The work was reported online in a recent issue of Nature Communications.
A growing field
Although others have developed ionotronic materials with high conductivities that allow the quick movement of ions, those conductivities cannot be controlled.
“What we’re doing is using light to switch a soft material from insulating to something that is 400 times more conductive,” says Xu Liu, first author of the paper, who is now an incoming assistant professor at King’s College London.
Key to the work is a class of materials known as photo-ion generators (PIGs). These can become some 1,000 times more conductive upon the application of light. The MIT team optimized a way to incorporate a PIG into polyurethane rubber by first dissolving a PIG powder into a solvent, then using a swelling method to get it into the rubber.
Broadening possibilities
In the material reported in the current work, the change in conductivity is irreversible. But Liu is confident that future versions could switch back and forth between insulating and conducting states.
She notes that the current material was developed using only one kind of PIG, polymer (the polyurethane rubber), and solvent, but there are many other kinds of all three.
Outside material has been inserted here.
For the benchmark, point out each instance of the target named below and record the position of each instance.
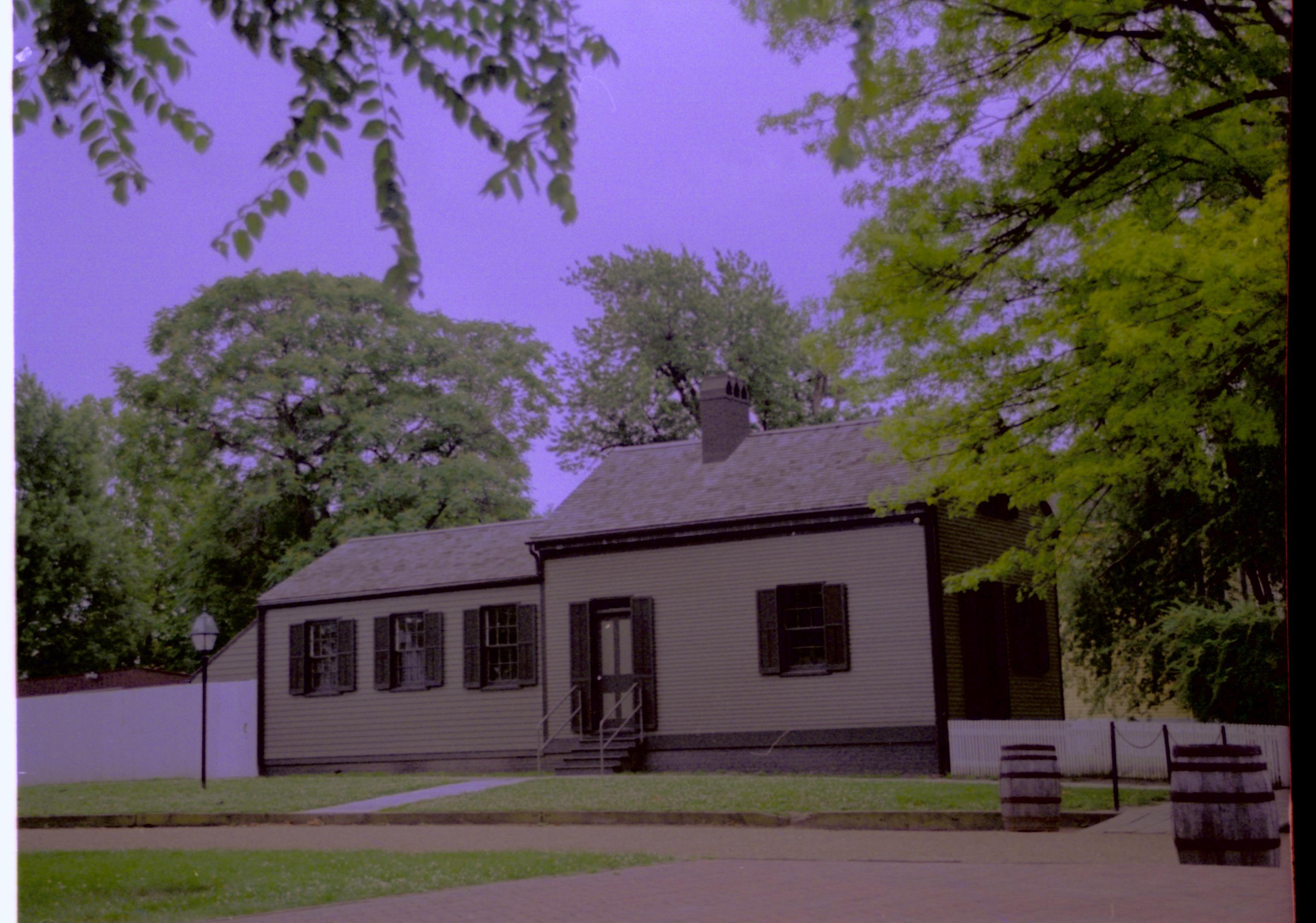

So there is great potential for creating even better light-responsive soft materials.
Liu also notes the potential for developing soft materials that respond to other environmental stimuli, such as heat or magnetism. “We’re inspired to do more work in this field by changing the driving force from light to other forms of environmental stimuli,” she says.
“Our work has the potential to lead to the creation of a subfield that we call soft photo-ionotronics,” Liu continues. “We are also very excited about the opportunities from our work to create new soft machines impacting soft wearable technology, human-machine interfaces, robotics, biomedicine, and other fields.”
Additional authors of the paper are Steven M. Adelmund, Shahriar Safaee, and Wenyang Pan of Reality Labs at Meta.